Martin Splitt rappelle une évidence souvent négligée : avant de fractionner un sitemap volumineux, interrogez-vous sur la nécessité réelle d'indexer toutes ces URL. Google ne garantit pas l'indexation de chaque URL soumise, et un sitemap surchargé de pages inutiles dilue le signal envoyé au moteur. Mieux vaut privilégier la qualité à la quantité.

Ce qu'il faut comprendre

Pourquoi Google insiste-t-il sur la sélection des URL dans un sitemap ?

Le sitemap XML sert à signaler à Google les pages importantes que vous souhaitez voir indexées. Ce n'est pas un inventaire exhaustif de toutes vos URL. Pourtant, beaucoup de sites génèrent automatiquement des sitemaps contenant des milliers de pages, dont une partie ne mérite pas d'être indexée.

Google dispose d'un budget de crawl limité pour chaque site. Soumettre des milliers d'URL peu pertinentes — pages dupliquées, variantes de paramètres, contenus minces — revient à gaspiller ce budget et à brouiller le signal sur ce qui compte vraiment.

Qu'est-ce qui déclenche un sitemap trop volumineux ?

Un sitemap peut gonfler artificiellement pour plusieurs raisons : génération automatique non filtrée, indexation de pages paginées ou filtrées, variantes linguistiques mal gérées, ou encore archives historiques sans valeur ajoutée. Dans un contexte e-commerce ou média, il n'est pas rare de voir des sitemaps dépasser les 50 000 URL sans réel discernement.

Le piège ? Croire que plus d'URL signifie plus de visibilité. En réalité, Google indexe ce qu'il juge utile pour les utilisateurs, pas ce que vous lui soumettez aveuglément.

Quelle est la probabilité qu'elles soient toutes indexées ?

La question clé posée par Splitt. Google ne s'engage jamais à indexer l'intégralité d'un sitemap. L'indexation dépend de la qualité du contenu, de la popularité de la page, de la fraîcheur de l'information, et de la capacité du moteur à allouer du crawl budget à votre site.

Si vous soumettez 100 000 URL et que seulement 20 000 sont réellement indexées, vous avez un problème structurel, pas un problème de sitemap. Diviser ce sitemap en 10 fichiers de 10 000 URL ne résoudra rien si 80 % de ces pages ne méritent pas d'être indexées.

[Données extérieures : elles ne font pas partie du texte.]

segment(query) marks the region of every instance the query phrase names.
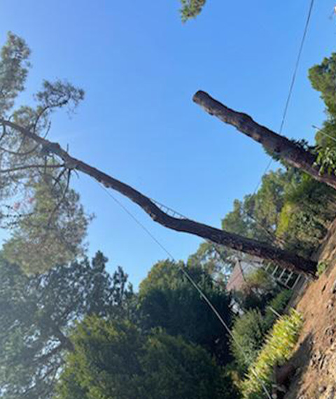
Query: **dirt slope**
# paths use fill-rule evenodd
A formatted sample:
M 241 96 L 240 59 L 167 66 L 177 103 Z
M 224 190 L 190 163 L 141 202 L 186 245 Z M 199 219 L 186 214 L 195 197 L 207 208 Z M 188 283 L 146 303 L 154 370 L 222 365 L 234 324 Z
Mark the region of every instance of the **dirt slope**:
M 290 362 L 296 372 L 286 399 L 336 399 L 336 221 L 316 258 L 330 265 L 295 307 L 305 321 Z

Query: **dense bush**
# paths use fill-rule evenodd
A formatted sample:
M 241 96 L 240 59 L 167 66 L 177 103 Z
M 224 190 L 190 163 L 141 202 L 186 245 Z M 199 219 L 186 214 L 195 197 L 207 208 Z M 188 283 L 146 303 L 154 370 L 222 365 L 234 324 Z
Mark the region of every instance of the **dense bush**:
M 241 376 L 255 360 L 264 340 L 264 321 L 261 312 L 251 309 L 234 321 L 230 346 L 237 370 Z
M 244 399 L 266 398 L 261 382 L 270 391 L 273 368 L 275 365 L 284 364 L 290 358 L 302 324 L 302 316 L 294 309 L 274 324 L 258 356 L 248 368 L 246 378 L 241 383 Z
M 57 399 L 233 399 L 206 351 L 160 330 L 146 335 L 127 321 L 91 316 L 71 337 L 74 351 Z

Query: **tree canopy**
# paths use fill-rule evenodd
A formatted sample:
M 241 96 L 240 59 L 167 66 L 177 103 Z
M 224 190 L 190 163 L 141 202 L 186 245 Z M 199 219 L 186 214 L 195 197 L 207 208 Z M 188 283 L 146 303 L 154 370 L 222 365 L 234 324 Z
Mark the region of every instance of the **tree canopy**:
M 128 321 L 87 318 L 71 337 L 57 399 L 231 399 L 206 351 L 160 330 L 148 335 Z
M 0 391 L 1 398 L 47 399 L 74 349 L 69 338 L 86 315 L 125 316 L 132 295 L 121 268 L 110 276 L 106 258 L 97 252 L 27 276 L 0 261 Z

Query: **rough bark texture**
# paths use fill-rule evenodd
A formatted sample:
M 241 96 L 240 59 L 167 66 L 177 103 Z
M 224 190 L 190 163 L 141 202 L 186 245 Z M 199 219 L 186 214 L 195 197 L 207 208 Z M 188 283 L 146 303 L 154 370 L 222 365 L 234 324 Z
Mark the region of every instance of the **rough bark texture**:
M 74 169 L 90 176 L 106 188 L 112 188 L 137 204 L 150 218 L 160 225 L 178 232 L 188 232 L 214 243 L 221 244 L 265 260 L 276 262 L 283 267 L 288 267 L 298 272 L 314 276 L 316 263 L 290 252 L 274 247 L 268 244 L 259 242 L 236 234 L 217 229 L 190 219 L 176 218 L 168 215 L 159 208 L 148 197 L 130 186 L 108 176 L 100 170 L 71 157 L 63 150 L 58 143 L 52 143 L 37 136 L 29 130 L 10 121 L 0 120 L 0 124 L 15 129 L 27 137 L 48 148 L 48 151 L 59 157 L 70 169 Z
M 266 150 L 290 165 L 305 172 L 316 180 L 326 183 L 336 189 L 336 176 L 320 174 L 318 168 L 314 166 L 316 156 L 309 151 L 286 137 L 259 125 L 248 115 L 227 108 L 205 92 L 197 92 L 192 99 L 208 113 L 216 116 L 225 123 L 234 126 L 239 132 L 260 143 Z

  • Le sitemap ne garantit pas l'indexation, il signale une intention
  • Google priorise les pages à forte valeur ajoutée et forte demande utilisateur
  • Un sitemap surchargé dilue le signal et complique le travail des crawlers
  • Avant toute division, faites un tri rigoureux des URL à soumettre

Avis d'un expert SEO

Cette approche est-elle cohérente avec les observations terrain ?

Absolument. Les audits SEO révèlent régulièrement des sites où plus de 50 % des URL soumises en sitemap ne sont jamais indexées. Dans certains cas extrêmes, des sites soumettent 200 000 URL pour seulement 30 000 pages effectivement présentes dans l'index Google.

Ce décalage massif traduit souvent une automatisation mal paramétrée — sitemaps générés par un CMS sans filtrage, inclusion de pages de recherche interne, de filtres e-commerce ou de contenus syndiqués. Le conseil de Splitt ne tombe pas du ciel : il répond à une pratique courante et contre-productive.

Quelles nuances faut-il apporter à cette déclaration ?

Splitt reste volontairement flou sur ce qui constitue une URL nécessaire. Il ne donne aucun critère quantitatif ni méthodologie précise. [À vérifier] — combien d'URL non indexées dans un sitemap devient problématique ? Google ne le dit jamais clairement.

La difficulté pour un praticien, c'est d'évaluer cette « probabilité d'indexation ». Sans accès aux métriques internes de Google, on se base sur des proxys : taux d'indexation dans Search Console, vitesse de découverte des nouvelles URL, présence ou absence dans l'index via requêtes site:. Mais aucun signal officiel ne dit « cette page a 10 % de chances d'être indexée ».

Dans quels cas faut-il quand même soumettre largement ?

Pour les sites d'actualité ou de contenu frais, soumettre des volumes importants peut se justifier : la fraîcheur prime sur la profondeur de crawl classique. Les médias, agrégateurs ou plateformes événementielles ont besoin de signaler rapidement des milliers de nouvelles URL chaque jour.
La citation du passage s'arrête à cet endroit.